First an anonymous former college coach told the Houston Chronicle on Monday Salinas "hinted he could steer players my way" in return for "a significant sum of money." Then former Houston coach Tom Penders made a similar accusation on the record, telling The Daily that Salinas requested a $100,000 investment in their first meeting and "made a strong, strong implication" that it would help gain access to prospects
"He talked about all these coaches that he had investing with him," Penders told The Daily. "I told him because he was an AAU guy, I couldn't possibly get involved in that. I said, 'I think that's kind of a rules violation, or could be.'"
That Penders would make such a strong on-the-record statement about Salinas' motives will make it far more difficult for other coaches who invested with him to claim that it was unrelated to basketball. CBSSports.com reported Sunday night that a handful of prominent coaches have financial ties to Salinas including Baylor's Scott Drew, former Arizona coach Lute Olson Texas Tech coach Billy Gillispie and Nebraska coach Doc Sadler.

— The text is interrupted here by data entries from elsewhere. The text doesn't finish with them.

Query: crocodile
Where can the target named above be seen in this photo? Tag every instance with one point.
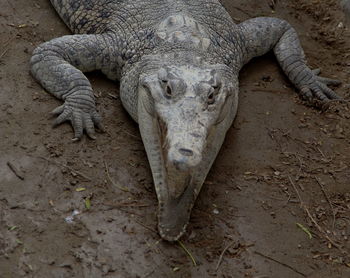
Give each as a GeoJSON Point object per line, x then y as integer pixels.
{"type": "Point", "coordinates": [178, 63]}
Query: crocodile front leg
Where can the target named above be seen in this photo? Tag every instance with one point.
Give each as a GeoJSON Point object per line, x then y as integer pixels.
{"type": "Point", "coordinates": [264, 33]}
{"type": "Point", "coordinates": [59, 65]}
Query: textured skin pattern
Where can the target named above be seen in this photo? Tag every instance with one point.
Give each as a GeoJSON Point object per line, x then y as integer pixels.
{"type": "Point", "coordinates": [192, 46]}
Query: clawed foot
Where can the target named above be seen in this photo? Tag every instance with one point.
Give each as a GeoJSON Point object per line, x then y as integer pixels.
{"type": "Point", "coordinates": [81, 115]}
{"type": "Point", "coordinates": [317, 88]}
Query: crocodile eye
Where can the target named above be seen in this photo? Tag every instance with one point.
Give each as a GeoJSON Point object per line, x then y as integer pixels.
{"type": "Point", "coordinates": [211, 98]}
{"type": "Point", "coordinates": [211, 95]}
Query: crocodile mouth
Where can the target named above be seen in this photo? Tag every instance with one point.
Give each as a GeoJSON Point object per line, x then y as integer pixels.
{"type": "Point", "coordinates": [175, 206]}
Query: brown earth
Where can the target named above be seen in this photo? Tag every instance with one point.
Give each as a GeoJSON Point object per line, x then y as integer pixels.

If the NCAA hadn't already planned to investigate the coaches who invested with Salinas, the accusation from Penders surely will make the story impossible to ignore. Houston Select has produced standouts such as Jawann McClellan (Arizona), Demetri Goodson (Gonzaga), Joseph Jones (Texas A&M), Dexter Pittman (Texas) and Cartier Martin (Kansas State).
In the initial CBS report, several coaches appeared to be more concerned about the money they lost to Salinas' ponzi scheme than the possibility of an NCAA investigation. If coaches are forced to produce documents detailing their financial ties to Salinas and reveal why they invested with the founder of an AAU program, they may have to worry about keeping their jobs too.